Durante a visita, a comissão constatou que a comunidade, que no início da ação judicial, em março de 2025, contava com cerca de 40 pessoas, atualmente abriga aproximadamente 50 indígenas, incluindo crianças, adultos e idosos, distribuídos em 12 barracas. As condições das moradias foram avaliadas como precárias, com barracas de lona sem isolamento térmico, instalações sanitárias adequadas e piso de terra batida. A falta de abastecimento de água também foi um problema identificado, com o fornecimento sendo feito por caminhões-pipa e o uso de um riacho próximo para consumo.
As lideranças Guarani e Kaiowá que habitam a área relataram que o local é parte de um território tradicional reivindicado pelo povo indígena, e expressaram que esperam há mais de 20 anos pela demarcação. Além disso, denunciaram um histórico de violência e insegurança, que agrava ainda mais as condições de moradia. Entre as reivindicações apresentadas, destacaram a necessidade de ampliação provisória da área ocupada até uma estrada vicinal conhecida como “curva de nível”, argumentando que isso aumentaria a segurança e reduziria o contato diário com funcionários da fazenda. Também solicitaram melhorias na estrada utilizada para o transporte escolar.
Os representantes da propriedade rural afirmaram que estão desenvolvendo atividades agrícolas no local desde 2010. Em resposta às questões levantadas, a Comissão definiu alguns encaminhamentos preliminares, como a realização de um levantamento georreferenciado da ocupação e a elaboração de um mapa com limites provisórios, que será apresentado às partes envolvidas. A comissão também se comprometeu a avaliar melhorias no acesso à comunidade e a continuar as negociações entre os órgãos envolvidos.
Foi enfatizado que as discussões realizadas durante a visita não configuram reconhecimento de posse, domínio ou direito definitivo sobre a área, e que a questão permanece sob análise do Poder Judiciário e do processo demarcatório conduzido pela Fundação Nacional dos Povos Indígenas (Funai). O órgão reafirmou seu compromisso com a mediação e a busca de soluções pacíficas para evitar novos conflitos.

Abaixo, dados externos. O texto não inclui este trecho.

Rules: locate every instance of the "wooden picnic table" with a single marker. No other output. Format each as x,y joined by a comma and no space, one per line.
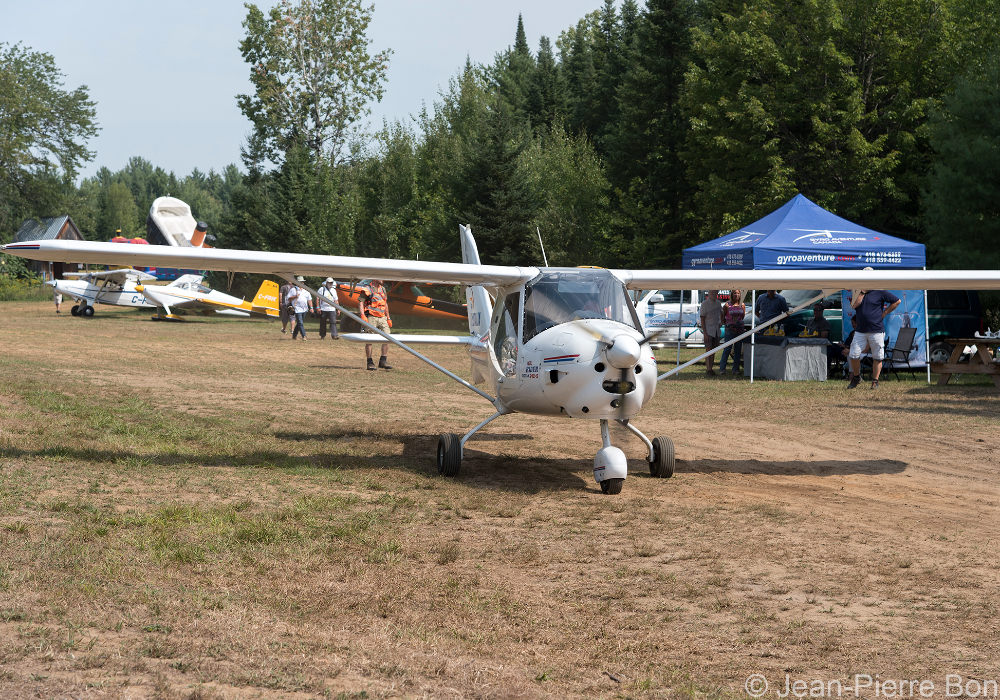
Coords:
981,362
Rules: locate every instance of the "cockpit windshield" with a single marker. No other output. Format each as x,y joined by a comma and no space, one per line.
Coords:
556,297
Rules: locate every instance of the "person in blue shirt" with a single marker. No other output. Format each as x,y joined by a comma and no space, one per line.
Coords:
770,305
872,306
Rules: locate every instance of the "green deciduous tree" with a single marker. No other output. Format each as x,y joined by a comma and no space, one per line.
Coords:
43,134
312,75
119,213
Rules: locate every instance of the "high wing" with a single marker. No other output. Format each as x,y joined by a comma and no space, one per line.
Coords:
263,262
414,339
114,276
809,279
343,268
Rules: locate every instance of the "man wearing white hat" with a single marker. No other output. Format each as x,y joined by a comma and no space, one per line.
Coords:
327,312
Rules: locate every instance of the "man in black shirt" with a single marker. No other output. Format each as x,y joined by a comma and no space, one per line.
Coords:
872,306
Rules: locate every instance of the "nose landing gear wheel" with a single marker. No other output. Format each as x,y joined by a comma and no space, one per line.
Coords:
662,465
612,486
449,454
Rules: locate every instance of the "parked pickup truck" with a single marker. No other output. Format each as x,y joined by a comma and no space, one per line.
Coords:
674,312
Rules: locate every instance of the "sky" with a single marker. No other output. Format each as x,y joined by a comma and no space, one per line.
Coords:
165,75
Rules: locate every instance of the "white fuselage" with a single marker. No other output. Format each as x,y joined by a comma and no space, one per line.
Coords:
113,294
544,354
563,372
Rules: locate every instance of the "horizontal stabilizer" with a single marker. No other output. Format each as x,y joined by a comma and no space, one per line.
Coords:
412,339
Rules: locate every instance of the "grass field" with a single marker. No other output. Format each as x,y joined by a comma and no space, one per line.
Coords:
212,510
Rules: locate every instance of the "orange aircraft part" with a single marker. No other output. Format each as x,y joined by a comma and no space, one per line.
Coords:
404,300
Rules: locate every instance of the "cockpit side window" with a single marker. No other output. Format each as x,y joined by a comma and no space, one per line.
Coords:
505,334
554,298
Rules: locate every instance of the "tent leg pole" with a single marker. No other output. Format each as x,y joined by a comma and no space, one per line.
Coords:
753,338
927,339
680,318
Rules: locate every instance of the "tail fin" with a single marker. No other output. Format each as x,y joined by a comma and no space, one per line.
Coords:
478,301
267,298
189,279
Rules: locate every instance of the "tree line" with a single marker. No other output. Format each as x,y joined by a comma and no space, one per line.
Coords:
638,132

A visita contou com a participação do desembargador federal Carlos Muta, que é o coordenador da Comissão Fundiária, da juíza federal Dinamene Nascimento Nunes, do servidor Renato Nunes Rodrigues de Freitas, além de representantes da propriedade rural, da Funai e do Ministério dos Povos Indígenas (MPI), e agentes da Polícia Judicial.